188.8.131.52 Chagas Disease
This disease is caused by infection with the protozoan parasite Trypanosoma cruzi and is prevalent in Southern and Latin America. It is usually transmitted by insect bite, but it can also be transmitted through infected blood transfusion and vertically from mother to infant . The initial infection is usually asymptomatic, but an acute illness may arise. Most people spontaneously clear the infection, but a minority develop a chronic form with dilated cardiomyopathy, achalasia or intestinal pseudo-obstruction. Children may present with the acute form, which is manifest as fever lymphadenopathy, hepatosplenomegaly and tachycardia. Death in the acute phase is usually the result of myocarditis or meningoencephalitis. At post-mortem in these cases the heart is oedematous and shows myocarditis. The form of the organism known as amastigotes can be seen in myocytes (Figure 8.18). Although the chronic form is most often seen in adults, it may affect children . Pathologically there is dilated cardiomyopathy with characteristic thinning of the ventricular apex . Histological examination shows widespread destruction of myocardial cells, diffuse fibrosis, oedema, mononuclear cell infiltration of the myocardium and scarring of the conduction system . Parasites are very difficult or impossible to identify .
Figure 8.18 Acute Chagas myocarditis.
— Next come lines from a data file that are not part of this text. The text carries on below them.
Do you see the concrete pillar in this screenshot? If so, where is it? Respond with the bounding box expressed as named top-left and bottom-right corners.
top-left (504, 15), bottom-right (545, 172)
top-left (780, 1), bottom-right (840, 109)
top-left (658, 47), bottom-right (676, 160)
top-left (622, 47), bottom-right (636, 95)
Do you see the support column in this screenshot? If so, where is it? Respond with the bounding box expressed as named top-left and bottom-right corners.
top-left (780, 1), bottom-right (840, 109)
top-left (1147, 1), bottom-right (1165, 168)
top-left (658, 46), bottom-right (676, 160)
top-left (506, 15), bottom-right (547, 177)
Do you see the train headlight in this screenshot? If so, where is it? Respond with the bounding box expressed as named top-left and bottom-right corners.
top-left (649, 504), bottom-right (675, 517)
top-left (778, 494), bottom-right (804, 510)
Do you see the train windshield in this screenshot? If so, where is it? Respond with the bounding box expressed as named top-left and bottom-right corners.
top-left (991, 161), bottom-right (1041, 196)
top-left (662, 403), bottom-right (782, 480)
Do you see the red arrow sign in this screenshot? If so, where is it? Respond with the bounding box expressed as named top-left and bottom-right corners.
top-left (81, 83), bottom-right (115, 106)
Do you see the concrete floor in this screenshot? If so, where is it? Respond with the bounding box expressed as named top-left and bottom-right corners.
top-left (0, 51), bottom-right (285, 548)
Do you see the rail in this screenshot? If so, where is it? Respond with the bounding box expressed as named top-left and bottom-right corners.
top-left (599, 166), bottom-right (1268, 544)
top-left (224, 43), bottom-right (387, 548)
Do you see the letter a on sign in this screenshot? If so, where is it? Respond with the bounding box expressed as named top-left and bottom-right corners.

A section of the myocardium of the heart of a two-year-old boy infected with Trypanosoma cruzi. Multiple myocytes are swollen by small rounded basophilic bodies that are the amastigotes of T. cruzi. There is an associated lymphocytic infiltrate in the interstitium.
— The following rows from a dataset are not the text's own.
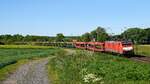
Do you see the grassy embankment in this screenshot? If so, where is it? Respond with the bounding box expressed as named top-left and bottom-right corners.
top-left (0, 45), bottom-right (59, 81)
top-left (134, 45), bottom-right (150, 56)
top-left (48, 50), bottom-right (150, 84)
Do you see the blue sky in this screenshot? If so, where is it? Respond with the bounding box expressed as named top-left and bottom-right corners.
top-left (0, 0), bottom-right (150, 36)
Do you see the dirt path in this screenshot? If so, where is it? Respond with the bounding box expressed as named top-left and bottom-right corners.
top-left (3, 58), bottom-right (50, 84)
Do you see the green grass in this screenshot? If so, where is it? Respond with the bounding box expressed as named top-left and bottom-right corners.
top-left (0, 45), bottom-right (60, 81)
top-left (0, 45), bottom-right (53, 49)
top-left (134, 45), bottom-right (150, 56)
top-left (49, 51), bottom-right (150, 84)
top-left (0, 59), bottom-right (29, 81)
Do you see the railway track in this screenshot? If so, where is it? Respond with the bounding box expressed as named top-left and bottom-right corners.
top-left (126, 55), bottom-right (150, 63)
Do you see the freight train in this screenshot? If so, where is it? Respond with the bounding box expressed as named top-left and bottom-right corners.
top-left (73, 41), bottom-right (134, 54)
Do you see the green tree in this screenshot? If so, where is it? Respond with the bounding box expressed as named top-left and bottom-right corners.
top-left (81, 33), bottom-right (91, 42)
top-left (56, 33), bottom-right (65, 42)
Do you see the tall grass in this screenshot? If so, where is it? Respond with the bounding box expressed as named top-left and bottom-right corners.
top-left (49, 51), bottom-right (150, 84)
top-left (134, 45), bottom-right (150, 56)
top-left (0, 48), bottom-right (57, 68)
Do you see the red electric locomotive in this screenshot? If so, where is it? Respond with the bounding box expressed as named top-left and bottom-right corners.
top-left (104, 41), bottom-right (134, 54)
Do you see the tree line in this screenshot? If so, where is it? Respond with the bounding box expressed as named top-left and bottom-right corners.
top-left (0, 27), bottom-right (150, 44)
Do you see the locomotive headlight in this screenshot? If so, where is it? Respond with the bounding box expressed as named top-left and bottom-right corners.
top-left (123, 47), bottom-right (133, 51)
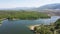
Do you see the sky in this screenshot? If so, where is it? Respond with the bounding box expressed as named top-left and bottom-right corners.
top-left (0, 0), bottom-right (60, 8)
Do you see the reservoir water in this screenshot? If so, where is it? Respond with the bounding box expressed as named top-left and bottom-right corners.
top-left (0, 16), bottom-right (60, 34)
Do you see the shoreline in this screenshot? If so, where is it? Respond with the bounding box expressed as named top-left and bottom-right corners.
top-left (28, 24), bottom-right (41, 31)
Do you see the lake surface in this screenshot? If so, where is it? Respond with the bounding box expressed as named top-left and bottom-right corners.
top-left (0, 16), bottom-right (60, 34)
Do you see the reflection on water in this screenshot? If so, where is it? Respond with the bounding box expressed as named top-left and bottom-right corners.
top-left (0, 16), bottom-right (60, 34)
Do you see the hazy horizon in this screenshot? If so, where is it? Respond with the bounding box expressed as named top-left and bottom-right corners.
top-left (0, 0), bottom-right (60, 9)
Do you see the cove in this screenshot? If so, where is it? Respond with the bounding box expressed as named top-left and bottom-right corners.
top-left (0, 16), bottom-right (60, 34)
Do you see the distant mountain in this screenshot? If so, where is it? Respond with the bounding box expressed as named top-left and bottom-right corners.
top-left (0, 7), bottom-right (35, 10)
top-left (37, 3), bottom-right (60, 10)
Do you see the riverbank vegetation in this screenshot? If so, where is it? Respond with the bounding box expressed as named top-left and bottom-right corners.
top-left (29, 19), bottom-right (60, 34)
top-left (0, 10), bottom-right (50, 20)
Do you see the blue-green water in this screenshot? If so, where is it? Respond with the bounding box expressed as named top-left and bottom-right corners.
top-left (0, 16), bottom-right (60, 34)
There is a group of systemic inflammatory disorders with a strong autoimmune component that may involve the heart to a greater or lesser degree. This group includes rheumatic disease, lupus erythematosus, systemic sclerosis, idiopathic juvenile arthritis and sarcoidosis . The heart involvement may be predominantly confined to one compartment out of the pericardium, myocardium or endocardium, or may affect any combination of the three. Endocarditis is a feature of lupus erythematosus and rheumatoid disease and rheumatic fever.
8.3.1 Rheumatic Disease
Rheumatic fever occurs in children, but is uncommon under five years of age and is exceptionally rare under the age of one year . In acute rheumatic fever the valves are affected by the inflammatory process with diffuse involvement of the valve leaflet or cusp and foci of fibrinoid necrosis. Aschoff nodules are the characteristic and diagnostic granulomatous lesions of rheumatic heart disease . They may occur in endocardium, myocardium or pericardium. Typically, they are present in relation to blood vessels. They consist of a central core of fibrinoid with surrounding histiocytes and scanty lymphoid cells (Figure 8.19) . The characteristic histiocytes, known as Anitschkow’s cells, show a central longitudinal bar of nuclear chromatin. Giant cells (Aschoff cells) may also be present. There is formation of small verrucae along the lines of apposition of the valve leaflets, with the mitral valve being the most frequently involved. There is involvement with decreasing frequency of the valves – aortic, tricuspid and pulmonary valve. The leaflet tissue shows ingrowth of capillaries. The lesions heal by fibrous scarring with shortening and thickening of chordae. This leads to fusion of commissures and nodular thickening of the valve. These valves rarely come to the surgical pathologist in the acute phase.